As one who is looking at running ACKS in Midnight, where there is only one god and he (it?) is set upon consuming all magic in order to escape his world-prison, this post is excellent. Now I just need something to tie land value to the divine power generated by the ‘spirits of the land’, which accumulates in power nexuses, and I should have a nice solid numerical framework for the underlying realm-magic of Midnight (might work alright for Defiler magic in Dark Sun, too).

That’d also work for a slight re-imagining of Birthright.

Dark Sun, though - man. OK, imagine the Sorcerer Kings are giant batteries, they’ve sucked up and stored all the divine/world power up into themselves, those maniacs, they blew it up, damn them all.

Templars are powered directly by the SKs leaking that to them.

Druids want to kill them to release that power - play up the 1E connection between bards and druids, and the assassin-theme of the Athasian Bard, there’s your nature-lovin’ underground vs. the SKs.

Defilers are just working with whatever scraps and pieces of power remain.

If you ever finish working out ACKS Midnight, I hope you’ll post it (or a link) in these forums. It’s a setting I have a great deal of fondness for, and these days I find myself wondering how I would convert every setting I like to ACKS…

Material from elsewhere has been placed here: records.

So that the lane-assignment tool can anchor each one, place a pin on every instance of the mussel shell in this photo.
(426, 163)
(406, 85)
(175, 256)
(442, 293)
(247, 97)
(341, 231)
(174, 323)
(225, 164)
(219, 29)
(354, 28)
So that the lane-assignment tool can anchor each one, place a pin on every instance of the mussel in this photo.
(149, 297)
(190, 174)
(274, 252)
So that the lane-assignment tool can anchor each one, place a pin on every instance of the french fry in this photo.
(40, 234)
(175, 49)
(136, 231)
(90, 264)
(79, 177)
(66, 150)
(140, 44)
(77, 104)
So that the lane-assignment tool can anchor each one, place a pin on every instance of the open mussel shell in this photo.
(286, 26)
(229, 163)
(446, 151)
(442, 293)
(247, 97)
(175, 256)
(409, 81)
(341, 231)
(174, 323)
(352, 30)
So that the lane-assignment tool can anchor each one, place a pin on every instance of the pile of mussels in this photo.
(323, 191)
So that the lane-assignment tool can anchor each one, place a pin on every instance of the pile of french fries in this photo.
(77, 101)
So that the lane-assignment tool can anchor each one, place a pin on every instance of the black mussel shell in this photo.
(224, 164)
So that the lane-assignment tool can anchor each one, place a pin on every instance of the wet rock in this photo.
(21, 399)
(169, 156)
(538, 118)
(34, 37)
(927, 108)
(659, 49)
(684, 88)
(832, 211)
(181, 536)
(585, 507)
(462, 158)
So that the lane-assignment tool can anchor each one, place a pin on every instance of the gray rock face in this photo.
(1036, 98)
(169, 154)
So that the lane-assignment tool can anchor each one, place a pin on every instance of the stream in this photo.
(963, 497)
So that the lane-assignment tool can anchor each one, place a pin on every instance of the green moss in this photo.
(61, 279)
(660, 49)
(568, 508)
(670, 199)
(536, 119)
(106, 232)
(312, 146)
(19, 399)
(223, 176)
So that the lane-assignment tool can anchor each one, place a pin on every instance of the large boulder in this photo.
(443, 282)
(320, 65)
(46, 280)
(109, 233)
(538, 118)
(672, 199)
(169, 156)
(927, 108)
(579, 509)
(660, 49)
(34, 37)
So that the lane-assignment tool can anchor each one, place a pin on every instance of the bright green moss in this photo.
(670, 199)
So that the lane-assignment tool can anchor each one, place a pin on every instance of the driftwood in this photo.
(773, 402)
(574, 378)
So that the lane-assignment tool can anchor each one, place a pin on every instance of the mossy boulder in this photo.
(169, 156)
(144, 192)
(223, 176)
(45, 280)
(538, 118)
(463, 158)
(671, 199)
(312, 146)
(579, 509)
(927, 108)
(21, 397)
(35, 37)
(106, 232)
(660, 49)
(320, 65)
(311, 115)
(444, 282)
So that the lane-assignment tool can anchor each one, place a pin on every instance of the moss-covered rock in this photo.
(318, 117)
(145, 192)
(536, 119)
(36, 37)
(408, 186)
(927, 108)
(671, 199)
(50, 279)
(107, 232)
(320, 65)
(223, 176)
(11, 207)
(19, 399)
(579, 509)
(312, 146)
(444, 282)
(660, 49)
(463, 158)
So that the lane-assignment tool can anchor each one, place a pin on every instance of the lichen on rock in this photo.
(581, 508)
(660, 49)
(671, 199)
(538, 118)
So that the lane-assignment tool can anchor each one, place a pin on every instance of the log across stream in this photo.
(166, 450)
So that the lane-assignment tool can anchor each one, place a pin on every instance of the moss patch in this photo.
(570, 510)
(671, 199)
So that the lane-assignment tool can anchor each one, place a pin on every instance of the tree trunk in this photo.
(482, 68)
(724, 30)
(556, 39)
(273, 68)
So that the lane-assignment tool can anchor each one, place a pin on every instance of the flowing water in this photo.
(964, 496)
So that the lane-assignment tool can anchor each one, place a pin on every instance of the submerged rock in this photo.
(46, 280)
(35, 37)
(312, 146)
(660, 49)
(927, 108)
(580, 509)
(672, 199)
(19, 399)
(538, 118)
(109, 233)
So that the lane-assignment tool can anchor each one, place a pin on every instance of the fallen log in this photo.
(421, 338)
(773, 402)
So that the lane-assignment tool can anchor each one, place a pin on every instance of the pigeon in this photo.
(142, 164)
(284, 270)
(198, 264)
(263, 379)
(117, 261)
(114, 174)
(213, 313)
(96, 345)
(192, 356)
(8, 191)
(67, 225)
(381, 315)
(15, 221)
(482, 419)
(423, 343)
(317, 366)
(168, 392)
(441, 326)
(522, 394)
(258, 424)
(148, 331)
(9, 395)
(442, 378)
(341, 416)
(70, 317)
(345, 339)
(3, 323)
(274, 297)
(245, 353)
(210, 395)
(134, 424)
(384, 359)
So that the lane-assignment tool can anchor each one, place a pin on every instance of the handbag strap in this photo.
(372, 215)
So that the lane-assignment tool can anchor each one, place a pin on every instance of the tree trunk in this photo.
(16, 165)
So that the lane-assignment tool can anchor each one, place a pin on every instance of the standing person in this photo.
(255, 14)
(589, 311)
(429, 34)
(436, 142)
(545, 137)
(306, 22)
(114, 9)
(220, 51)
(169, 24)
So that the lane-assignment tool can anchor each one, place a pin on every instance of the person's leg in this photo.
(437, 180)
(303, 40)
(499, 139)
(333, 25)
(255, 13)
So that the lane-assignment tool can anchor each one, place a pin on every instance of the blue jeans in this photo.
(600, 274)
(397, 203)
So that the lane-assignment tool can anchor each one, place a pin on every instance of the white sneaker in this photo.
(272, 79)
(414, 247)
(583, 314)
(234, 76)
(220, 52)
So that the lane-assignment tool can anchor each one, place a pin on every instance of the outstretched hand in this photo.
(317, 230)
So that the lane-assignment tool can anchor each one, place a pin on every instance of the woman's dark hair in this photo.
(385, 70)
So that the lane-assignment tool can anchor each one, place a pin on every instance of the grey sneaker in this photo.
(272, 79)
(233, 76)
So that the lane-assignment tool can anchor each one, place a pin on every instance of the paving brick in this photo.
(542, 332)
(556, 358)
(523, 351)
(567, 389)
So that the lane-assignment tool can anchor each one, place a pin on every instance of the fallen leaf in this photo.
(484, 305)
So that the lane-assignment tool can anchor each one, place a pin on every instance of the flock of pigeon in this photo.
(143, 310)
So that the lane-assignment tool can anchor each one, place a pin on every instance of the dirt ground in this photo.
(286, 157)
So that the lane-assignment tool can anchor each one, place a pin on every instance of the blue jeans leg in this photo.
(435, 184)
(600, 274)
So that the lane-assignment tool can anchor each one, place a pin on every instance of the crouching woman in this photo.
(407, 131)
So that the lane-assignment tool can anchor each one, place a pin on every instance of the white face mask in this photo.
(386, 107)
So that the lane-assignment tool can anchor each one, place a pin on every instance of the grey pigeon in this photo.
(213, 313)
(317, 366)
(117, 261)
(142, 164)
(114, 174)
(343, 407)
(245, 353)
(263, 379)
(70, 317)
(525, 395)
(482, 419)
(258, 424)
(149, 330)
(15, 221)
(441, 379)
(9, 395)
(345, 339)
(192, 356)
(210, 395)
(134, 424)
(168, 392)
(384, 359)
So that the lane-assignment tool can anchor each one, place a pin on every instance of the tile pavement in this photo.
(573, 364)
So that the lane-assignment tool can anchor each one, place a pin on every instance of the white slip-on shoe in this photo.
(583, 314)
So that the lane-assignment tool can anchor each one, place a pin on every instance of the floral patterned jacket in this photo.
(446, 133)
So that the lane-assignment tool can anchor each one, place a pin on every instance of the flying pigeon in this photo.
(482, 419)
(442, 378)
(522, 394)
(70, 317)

I think I’ve reached the conclusion that if I were to convert Midnight, I’d want to tear it down to its thematic roots (“Sauron won, mankind is oppressed, all magic is being agglomerated, but the elves and the dwarves fight on against numberless orcs”) and then rebuild it in ACKSian style from there rather than trying to keep things close to their original state. That said, if I do ever get something solid in writing (with a probable name-change for IP purposes), I shall link it!